Temos pouca, mas (ainda) consumimos como se tivéssemos muita. As ações de sensibilização, no entanto, estão a fazer efeito. É essa uma das conclusões da conferência “A Água e o Planeta”, organizada pela VISÃO e pela Águas de Santo André, que contou com a participação de Catarina Barreiros, fundadora da plataforma Do Zero, Paula Nunes da Silva, presidente da Quercus, e Sandra Miguel, da Águas de Santo André.

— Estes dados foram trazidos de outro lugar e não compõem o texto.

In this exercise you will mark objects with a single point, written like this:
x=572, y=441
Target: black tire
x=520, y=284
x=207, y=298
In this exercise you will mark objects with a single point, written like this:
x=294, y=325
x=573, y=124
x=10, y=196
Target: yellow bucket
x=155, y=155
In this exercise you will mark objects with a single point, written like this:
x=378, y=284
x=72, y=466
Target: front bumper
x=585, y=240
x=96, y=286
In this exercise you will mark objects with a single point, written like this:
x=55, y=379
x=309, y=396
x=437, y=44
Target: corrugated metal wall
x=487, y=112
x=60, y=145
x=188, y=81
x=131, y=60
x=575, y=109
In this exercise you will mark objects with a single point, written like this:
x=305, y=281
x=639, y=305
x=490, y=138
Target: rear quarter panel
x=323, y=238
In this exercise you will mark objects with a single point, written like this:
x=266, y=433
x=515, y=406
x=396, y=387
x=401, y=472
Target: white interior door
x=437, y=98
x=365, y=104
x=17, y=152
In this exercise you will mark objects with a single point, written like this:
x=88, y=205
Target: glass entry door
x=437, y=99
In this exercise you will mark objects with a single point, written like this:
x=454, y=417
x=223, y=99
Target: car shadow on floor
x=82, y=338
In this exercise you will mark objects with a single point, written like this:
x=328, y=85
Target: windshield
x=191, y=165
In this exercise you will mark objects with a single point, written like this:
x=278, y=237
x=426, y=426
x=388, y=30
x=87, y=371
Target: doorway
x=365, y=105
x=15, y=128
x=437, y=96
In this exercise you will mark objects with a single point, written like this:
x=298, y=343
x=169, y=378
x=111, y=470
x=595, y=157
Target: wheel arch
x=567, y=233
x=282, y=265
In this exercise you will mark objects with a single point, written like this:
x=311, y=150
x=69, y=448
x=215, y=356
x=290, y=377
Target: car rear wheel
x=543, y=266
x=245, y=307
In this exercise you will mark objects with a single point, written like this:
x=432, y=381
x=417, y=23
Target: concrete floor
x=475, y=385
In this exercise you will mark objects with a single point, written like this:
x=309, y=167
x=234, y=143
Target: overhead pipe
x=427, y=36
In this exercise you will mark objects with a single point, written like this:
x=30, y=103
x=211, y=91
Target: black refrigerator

“As pessoas começam a perceber que a água não é um recurso ilimitado”, disse Catarina Barreiros. A influencer lembra que cada um de nós tem de ter consciência do impacto, sobretudo na forma como consumimos em geral e nos alimentamos em particular. “A carne e o chocolate tem um enorme gasto hídrico. Reduzir o seu consumo é uma boa maneira de começar a reduzir a nossa pegada hídrica.” Há outros consumos de água invisíveis que também merecem atenção. “O papel: há anos que não tenho um rolo de papel de cozinha”, garante. “Lavar um trapo gasta menos água do que produzir papel.” E podemos “poupar 200 litros de agua” se em vez de papel higiénico usarmos um duche portátil ou o bidé, lembra Catarina (que deixou de usar papel higiénico em casa). E há outras formas simples de poupança, que ela própria pratica em casa, como usar a água do banho da filha, suja com sabonete, para as descargas do autoclismo, e apostar em roupa usada. “A indústria têxtil consome imensa água. Porque não dar uma segunda vida à roupa?”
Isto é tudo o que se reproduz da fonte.